In the physical world, if you need money, you go to a bank and apply for a loan. If you have extra, you might put it in a certificate of deposit to earn interest. The bank, meanwhile, lends out some of that money to customers looking for loans.
The question that decentralized lending protocols ask is: Why do you need a bank?
The largest such protocol, Aave, allows people to take out loans or lend to others without calling up Wells Fargo. By cutting out intermediaries, Aave theoretically can offer more attractive rates than traditional institutions — although you’ll have to deal in cryptocurrency rather than fiat.
What Blockchains Does Aave Work On?
Originally launched on Ethereum, Aave is now available on several other blockchains as well: Avalanche and Fantom, the Polygon sidechain, and layer-2 blockchains Arbitrum and Optimism.

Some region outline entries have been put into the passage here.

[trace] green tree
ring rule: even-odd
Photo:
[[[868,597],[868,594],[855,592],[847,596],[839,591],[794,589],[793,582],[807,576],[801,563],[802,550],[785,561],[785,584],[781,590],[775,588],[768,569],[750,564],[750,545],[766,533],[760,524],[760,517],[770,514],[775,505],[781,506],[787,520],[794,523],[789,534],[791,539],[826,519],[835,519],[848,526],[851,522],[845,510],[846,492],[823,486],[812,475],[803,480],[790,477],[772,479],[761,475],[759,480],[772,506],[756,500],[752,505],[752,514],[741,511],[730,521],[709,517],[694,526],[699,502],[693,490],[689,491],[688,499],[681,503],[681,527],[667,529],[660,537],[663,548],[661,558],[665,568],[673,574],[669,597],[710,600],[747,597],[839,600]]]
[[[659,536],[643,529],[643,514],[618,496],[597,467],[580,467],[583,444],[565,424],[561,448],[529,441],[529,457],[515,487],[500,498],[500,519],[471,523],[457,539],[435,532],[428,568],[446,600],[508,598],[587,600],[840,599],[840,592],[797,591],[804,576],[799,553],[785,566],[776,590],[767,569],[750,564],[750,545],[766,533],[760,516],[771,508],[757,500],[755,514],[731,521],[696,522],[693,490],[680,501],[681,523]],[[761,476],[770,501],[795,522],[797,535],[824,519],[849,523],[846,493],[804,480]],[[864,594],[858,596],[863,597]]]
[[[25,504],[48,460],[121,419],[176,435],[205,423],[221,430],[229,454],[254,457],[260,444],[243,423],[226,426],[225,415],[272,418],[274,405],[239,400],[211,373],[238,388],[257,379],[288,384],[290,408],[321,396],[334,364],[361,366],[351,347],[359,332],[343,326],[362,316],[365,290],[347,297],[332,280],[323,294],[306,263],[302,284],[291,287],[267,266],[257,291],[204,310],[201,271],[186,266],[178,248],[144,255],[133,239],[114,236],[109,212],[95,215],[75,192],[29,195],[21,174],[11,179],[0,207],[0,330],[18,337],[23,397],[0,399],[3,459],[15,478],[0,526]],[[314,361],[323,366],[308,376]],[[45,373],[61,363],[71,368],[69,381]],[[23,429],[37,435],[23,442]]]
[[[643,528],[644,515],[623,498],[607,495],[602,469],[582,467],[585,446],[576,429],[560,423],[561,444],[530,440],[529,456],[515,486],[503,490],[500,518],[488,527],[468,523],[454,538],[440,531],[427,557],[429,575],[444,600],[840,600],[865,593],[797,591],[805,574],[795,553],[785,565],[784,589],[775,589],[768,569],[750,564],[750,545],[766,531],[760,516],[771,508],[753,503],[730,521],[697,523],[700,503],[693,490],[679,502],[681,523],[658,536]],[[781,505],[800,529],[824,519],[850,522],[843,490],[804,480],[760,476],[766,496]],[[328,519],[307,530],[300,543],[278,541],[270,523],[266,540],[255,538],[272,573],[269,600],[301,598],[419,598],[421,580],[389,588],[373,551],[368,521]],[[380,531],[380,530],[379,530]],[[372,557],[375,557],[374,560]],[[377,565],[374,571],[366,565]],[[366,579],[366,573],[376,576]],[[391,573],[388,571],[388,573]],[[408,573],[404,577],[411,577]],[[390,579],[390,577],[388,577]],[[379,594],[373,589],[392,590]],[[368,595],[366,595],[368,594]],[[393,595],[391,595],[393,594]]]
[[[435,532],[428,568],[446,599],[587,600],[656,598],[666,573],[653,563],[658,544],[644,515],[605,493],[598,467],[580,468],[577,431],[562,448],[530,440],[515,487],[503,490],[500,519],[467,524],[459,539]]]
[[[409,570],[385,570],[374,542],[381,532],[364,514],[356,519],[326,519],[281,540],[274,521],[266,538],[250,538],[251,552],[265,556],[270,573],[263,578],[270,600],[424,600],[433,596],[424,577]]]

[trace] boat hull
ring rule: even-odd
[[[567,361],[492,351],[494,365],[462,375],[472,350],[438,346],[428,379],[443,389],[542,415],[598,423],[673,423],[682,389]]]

What Can You Borrow or Lend?
Aave users can borrow or lend more than 20 stablecoins, cryptocurrencies, and tokens on the platform. Aave is also developing its own stablecoin, and in late 2021 released a market for real-world assets such as tokenized real estate. The interest rate depends on the asset and the chain; it changes over time, depending on supply and demand.
Who Runs It?
The Aave protocol uses smart contracts — codes that automate transactions so there’s no need for a middleman.
Some decisions are left to a decentralized autonomous organization (DAO). DAO members use the AAVE governance token to vote on network changes and protocol management. This includes decisions about which markets to maintain. The more AAVE they hold, the more they can vote. AAVE holders can also get perks such as increased borrowing limits by posting AAVE as collateral.
Finally, Aave Companies, which created the protocol, still plays a role in guiding and developing it.
How Does It Work?
Aave works through liquidity pools. Lenders deposit funds they want to lend. These funds are pooled together to maximize liquidity. Borrowers can take out loans from these pools. Therefore, you’re never borrowing from or lending to one other person directly. Rather, you’re lending to and borrowing from a pool.
In exchange for providing liquidity to the market, Aave gives users aTokens. If you deposit 10 USD Coins (USDC), you’ll get 10 aUSDC. These aTokens, which are pegged to the underlying currency’s price, earn interest — so when lenders choose to cash out, they should have more than when they started.
Crypto prices are notoriously volatile. Therefore, to get a loan on Aave, you have to put down more than you want to take out — and it has to be in a different asset. This is known as over-collateralization. It’s designed to protect the platform from going bust in case there’s a sudden, steep drop in prices. If the value of your collateral falls below the value of your loan, your collateral can be liquidated to cover your debt.
What’s the Point?
For long-term holders of a cryptocurrency, the point is simple: Put your money to work and earn some interest on your holdings.
For borrowers, it’s less straightforward. People typically need loans for college, housing, and cars, all of which are mostly paid out in traditional currencies such as US dollars. At first glance, borrowing cryptocurrency isn’t likely to help. However, if you have a lot of crypto holdings, you can use them as collateral to take out a relatively low-interest loan that you can convert to cash. Moreover, Web3 pioneers are steadily working toward a world where crypto-based mortgages and loans are commonplace.
Perhaps the biggest use case, however, is short-term borrowing to take advantage of arbitrage opportunities.
What Are Flash Loans?
Aave pioneered the use of “flash loans” in cryptocurrency. Each group of transactions on the Ethereum blockchain takes about 12 seconds to finalize. In that timespan, a person can borrow funds from a liquidity pool (in exchange for a small fee but without collateral), use them to make a quick trade elsewhere, and pay the full amount back in the same block.
Flash loans are also — theoretically — foolproof. If a trader fails to make enough profit to pay back the loan, the blockchain simply never records it.
Flash loans aren’t for beginners, however, and they do come with downsides: Some have used them for legally dubious exploits on other decentralized finance applications, making off with millions in ill-gotten user funds.
What Are the Risks?
Lenders risk their funds being stolen, but Aave is built to withstand some shenanigans. Just like a bank must write off some debts due to default, Aave wrote off $1.2 million in November 2022 due to a failed exploit by Mango Market hacker Avi Eisenberg.
Borrowers, meanwhile, must be mindful of the risk of liquidation.
Lastly, Aave uses a “Safety Module” to deal with systemic risk that could wipe out the protocol. Users can stake, or lock up, their AAVE tokens — and get rewarded for doing so — but should there be insufficient capital to cover user claims, their stake can be liquidated.